Before she was whisking béarnaise sauce on television screens across America, the woman who mastered the art of French cooking was concocting a shark repellent that helped the Navy target German U-boats. Rejected by the Women’s Army Corps because she was too tall, in 1942 Julia Child joined the newly formed Office of Strategic Services (OSS). She worked as a typist, researcher and registry chief for the intelligence agency, traveling to China and Sri Lanka during her three years of World War II service. Child’s future husband Paul—whose posting to France in 1948 would set the stage for a stateside culinary revolution—was also an OSS officer.

Ruth Westheimer

She may be small in stature and grandmotherly in appearance, but the therapist and media personality best known as Dr. Ruth has a past even more startling than her most explicit sex tips. Born in Germany in 1928, Ruth Westheimer emigrated to Palestine after her parents died in the Holocaust. At 16 she joined the Haganah, an underground paramilitary organization, and trained as a scout and sniper, learning how to throw hand grenades and load automatic rifles while blindfolded.
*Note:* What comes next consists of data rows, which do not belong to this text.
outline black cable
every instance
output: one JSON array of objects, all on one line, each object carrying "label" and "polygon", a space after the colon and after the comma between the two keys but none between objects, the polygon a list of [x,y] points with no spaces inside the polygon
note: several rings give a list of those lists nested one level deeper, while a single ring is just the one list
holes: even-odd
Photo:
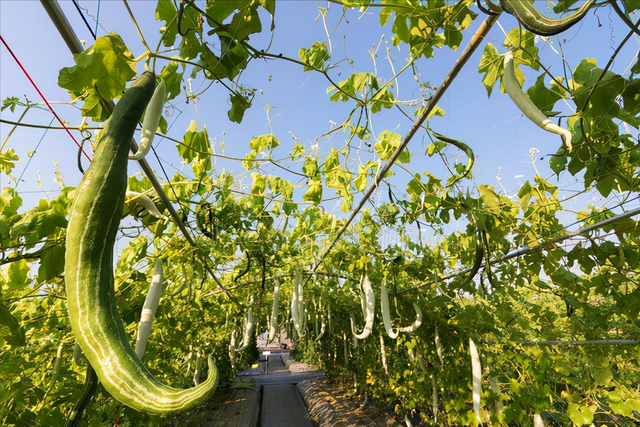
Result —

During the 1948 Arab-Israeli war, a bomb hit the Jerusalem barracks where Westheimer was living, throwing her 20 feet in the air and piercing her legs with shrapnel. After a long recovery, the future sexpert studied psychology in France and later moved to the United States.

Edward “Monk” Eastman

At the turn of the 20th century, Edward “Monk” Eastman, a onetime pet store owner from Brooklyn, ran one of the fiercest and most powerful gangs in New York City. According to legend, he would carve a notch in his beloved club each time he bashed in the head of a rival thug. But by 1917 Eastman was out of the game and addicted to opium after serving several jail terms. So he did what any washed-up 43-year-old gangster would do: He enlisted to serve in World War I. When the examining physicians noticed the famously tough-looking Eastman’s poorly healed bullet wounds, scarred knuckles and marks from knife and razor cuts, he asked which battles the new volunteer had seen. “Oh, a lot of little wars around New York,” Eastman replied gruffly. He went on to serve honorably in France, returning home a hero—and resuming his life of crime shortly thereafter.

George Westinghouse

One of the most influential inventors in American history, George Westinghouse is known for going head-to-head with Thomas Edison during the so-called “War of Currents,” a battle over whose electrical power distribution model worked best. More than 20 years earlier, Westinghouse had served in a very different type of conflict, enlisting in the Union army at age 16 when the Civil War erupted. He then worked as an assistant engineer aboard U.S.S. Muscoota, which helped prevent Confederate leader Jefferson Davis from fleeing the country. Soon after returning home, Westinghouse obtained his first patent for a rotary steam engine.